The diary you see, is kept by Eliza's nameless husband, though she herself is clearly the heroine of the stories. She loves her husband, is patient with him, but she is not afraid to mock him when he deserves to. Which he does frequently. By jove, he's a pompous insufferable, dimwitted, self absorbed, self righteous berk. Within fifteen to twenty pages you're ready to strangle him. His only redeeming feature is that he's just too naive, too simpleminded in some respects to be a real villain.

Of course, it's exactly because he's a pompous, stubborn so-and-so that he gets into trouble. Because he refuses to take advice from eliza, he cannot do as much as hang up a simple painting without it leading to a small catastrophe. He is in fact, Basil Fawlty's spiritual ancestor, with Eliza playing the role of Basil's wife, though Eliza is far less annoying. And like Fawlty, you slowly see that behind his oafishness there is a good man hiding. After all, there must have been a reason Eliza married him, right? The best view of what for man he really is in the last book in the series, which is narrated by their son, when it's those latter features that shine through and the habits for which you first wanted to strangle him now seem somewhat pathetic.

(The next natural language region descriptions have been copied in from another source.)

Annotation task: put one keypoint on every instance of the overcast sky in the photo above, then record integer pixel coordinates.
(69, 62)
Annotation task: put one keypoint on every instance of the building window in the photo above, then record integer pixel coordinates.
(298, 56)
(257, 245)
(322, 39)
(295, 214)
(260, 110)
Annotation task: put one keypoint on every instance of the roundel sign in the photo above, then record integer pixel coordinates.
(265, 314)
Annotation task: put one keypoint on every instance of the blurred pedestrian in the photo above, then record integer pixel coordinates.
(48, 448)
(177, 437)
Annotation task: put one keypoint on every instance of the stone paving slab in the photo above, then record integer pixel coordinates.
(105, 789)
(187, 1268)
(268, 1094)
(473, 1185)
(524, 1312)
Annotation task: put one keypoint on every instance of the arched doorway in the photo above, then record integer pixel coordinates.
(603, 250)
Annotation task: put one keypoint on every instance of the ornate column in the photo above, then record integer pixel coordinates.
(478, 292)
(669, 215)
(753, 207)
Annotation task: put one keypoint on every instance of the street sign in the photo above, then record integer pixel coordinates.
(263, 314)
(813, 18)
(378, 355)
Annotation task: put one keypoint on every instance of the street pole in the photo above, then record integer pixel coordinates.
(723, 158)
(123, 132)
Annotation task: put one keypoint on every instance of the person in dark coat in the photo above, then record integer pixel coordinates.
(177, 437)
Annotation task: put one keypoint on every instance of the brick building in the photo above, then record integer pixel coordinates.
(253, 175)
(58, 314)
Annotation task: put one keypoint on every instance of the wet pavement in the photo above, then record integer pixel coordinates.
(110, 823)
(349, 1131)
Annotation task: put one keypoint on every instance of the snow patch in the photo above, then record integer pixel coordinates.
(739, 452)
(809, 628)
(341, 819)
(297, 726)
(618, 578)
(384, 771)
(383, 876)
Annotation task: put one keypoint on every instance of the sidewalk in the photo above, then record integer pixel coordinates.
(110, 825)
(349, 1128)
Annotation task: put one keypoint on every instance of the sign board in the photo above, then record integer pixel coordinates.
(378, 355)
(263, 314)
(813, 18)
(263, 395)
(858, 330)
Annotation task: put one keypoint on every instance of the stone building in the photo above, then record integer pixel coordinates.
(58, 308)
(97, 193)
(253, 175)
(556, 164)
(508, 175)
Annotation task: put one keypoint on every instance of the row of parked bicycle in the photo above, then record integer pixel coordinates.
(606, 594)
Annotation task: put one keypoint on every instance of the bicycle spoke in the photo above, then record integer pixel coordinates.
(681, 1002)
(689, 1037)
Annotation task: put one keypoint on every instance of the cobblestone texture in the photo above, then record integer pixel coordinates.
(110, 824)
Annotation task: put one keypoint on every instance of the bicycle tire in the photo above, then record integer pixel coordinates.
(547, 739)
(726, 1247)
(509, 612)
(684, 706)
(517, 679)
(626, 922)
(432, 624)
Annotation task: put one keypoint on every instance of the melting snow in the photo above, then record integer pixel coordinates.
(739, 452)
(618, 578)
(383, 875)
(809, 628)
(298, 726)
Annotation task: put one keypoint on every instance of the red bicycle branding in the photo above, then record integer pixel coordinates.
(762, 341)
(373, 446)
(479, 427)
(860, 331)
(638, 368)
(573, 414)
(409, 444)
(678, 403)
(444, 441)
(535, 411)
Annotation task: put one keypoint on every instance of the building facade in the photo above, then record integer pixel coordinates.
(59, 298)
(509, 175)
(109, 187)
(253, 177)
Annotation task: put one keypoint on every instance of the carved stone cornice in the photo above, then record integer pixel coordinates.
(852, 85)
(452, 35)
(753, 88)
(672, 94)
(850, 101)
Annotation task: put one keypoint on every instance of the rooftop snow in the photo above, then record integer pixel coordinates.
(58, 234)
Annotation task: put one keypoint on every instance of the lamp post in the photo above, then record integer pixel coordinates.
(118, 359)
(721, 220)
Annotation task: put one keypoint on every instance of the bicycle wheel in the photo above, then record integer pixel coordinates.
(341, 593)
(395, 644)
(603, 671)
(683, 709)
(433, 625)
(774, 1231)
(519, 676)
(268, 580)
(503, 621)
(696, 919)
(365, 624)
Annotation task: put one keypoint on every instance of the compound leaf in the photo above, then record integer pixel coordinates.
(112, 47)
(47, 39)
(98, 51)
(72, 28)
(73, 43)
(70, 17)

Apart from all that, the stories are also very funny of themselves. They're written as classic comedies, where the hubris of the main character is brought to a fall by his own flaws. When he gets carried away with his new hobby of photography, he falls for a swindle by a professional cheat who relieves him of his equipment, only because he's vain enough to actually believe he could be a professional photographer. I'm thankful Sandra pointed this book out to me; it's a hilarious read and I would've never found it on my own.